SCARBOROUGH — Professor Veselin Kesich, 91, an expert on Eastern Orthodox theology, early Christianity and Serbian Church history, died July 3 at his home.
Kesich was a professor of New Testament studies at St. Vladimir’s Orthodox Theological Seminary in New York from 1953 to 1991. He was also a member of the faculty at Sarah Lawrence College, in Bronxville N.Y. from 1966 to 1986, where he taught comparative religion, with a focus on Judaism, Buddhism, Hinduism and Islam.
Kesich was born on March 12, 1921, in Bosansko Grahovo, Yugoslavia, a Serbian village in the Alpine border between Dalmatia, Croatia and Bosnia. His family moved to Banja Luka, Bosnia so he could attend the local European-style high school.
He was the author of several books including Formation and Struggles: The Birth of the Church AD 33–200 (2007); The First Day of the New Creation: The Resurrection and the Christian Faith, (1982); The Gospel Image of Christ: The Church and Modern Criticism (1972 revised 1991) and Treasures of the Holy Land, (1985), which he coauthored with his beloved wife and intellectual partner, Lydia Weston Kesich.

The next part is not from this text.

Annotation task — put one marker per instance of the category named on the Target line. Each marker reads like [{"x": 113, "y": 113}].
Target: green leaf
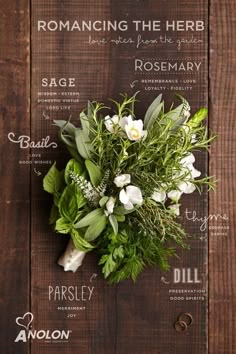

His studies were interrupted in 1941 by the start of World War II and the German occupation of Yugoslavia. Kesich narrowly escaped from Bosnia to spend the rest of the war years in the Yugoslav capital, Belgrade. In the final days of the war he escaped again fleeing on foot to Italy, where he was interned with other Serbs in a displaced persons camp.
In 1946, Kesich was part of a group of Serbian students interested in theology accepted to Dorchester College near Oxford, England, with the sponsorship of the Anglican Church. In 1949, he and four other Serbian students were selected to study in the United States with scholarships from the Episcopal Church. He completed university and graduate degrees at St. Vladimir’s Seminary and Columbia University and a joint doctoral degree from Columbia and Union Theological Seminary.
It was during this time that he met fellow Columbia graduate student Lydia Weston. They married in 1957. The marriage lasted until Lydia’s death in 2006.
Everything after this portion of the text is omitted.